Heliyon. 2020 Jul 9;6(7):e04262. doi: 10.1016/j.heliyon.2020.e04262. eCollection 2020 Jul.

Abstract

The revolutionary advances in network technologies have spearheaded the design of advanced cyberattacks to surpass traditional security defense with dreadful consequences. Recently, Intrusion Detection System (IDS) is considered as a pivotal element in network security infrastructures to achieve solid line of protection against cyberattacks. The prime challenges presented to IDS are curse of high dimensionality and class imbalance that tends to increase the detection time and degrade the efficiency of IDS. As a result, feature selection plays an important role in enabling to identify the most significant features for intrusion detection. Although, several feature evaluation measures are being proposed for feature selection in literature, there is no consensus on which measures are best for intrusion detection. Therein, this work aims at recommending the most appropriate feature evaluation measure for building an efficient IDS. In this direction, four filter-based feature evaluation measures that stem from different theories such as Consistency, Correlation, Information and Distance are investigated for their potential implications in enhancing the detection ability of IDS model for different classes of attacks.
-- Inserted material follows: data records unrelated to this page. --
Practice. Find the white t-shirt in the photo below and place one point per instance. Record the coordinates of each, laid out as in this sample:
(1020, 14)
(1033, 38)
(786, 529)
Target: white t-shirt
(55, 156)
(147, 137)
Along with this, the influence of the selected features on classification accuracy of an IDS model is analyzed using four different categories of classifiers namely, K-nearest neighbors (KNN), Random Forest (RF), Support Vector Machine (SVM) and Deep Belief Network (DBN). Finally, a two-step statistical significance test is conducted on the experimental results to determine which feature evaluation measure contributes statistically significant difference in IDS performance. All the experimental comparisons are performed on two benchmark intrusion detection datasets, NSL-KDD and UNSW-NB15. In these experiments, consistency measure has best influenced the IDS model in improving the detection ability with regard to detection rate (DR), false alarm rate (FAR), kappa statistics (KS) and identifying the most significant features for intrusion detection. Also, from the analysis results, it is revealed that RF is the ideal classifier to be used in conjunction with any of these four feature evaluation measures to achieve better detection accuracy than others. From the statistical results, we recommend the use of consistency measure for designing an efficient IDS in terms of DR and FAR.

Keywords: Computer science; Consistency; Correlation; Cybersecurity; Deep belief network; Detection engine; Distance; Feature selection; Information gain; Intrusion detection; Response engine.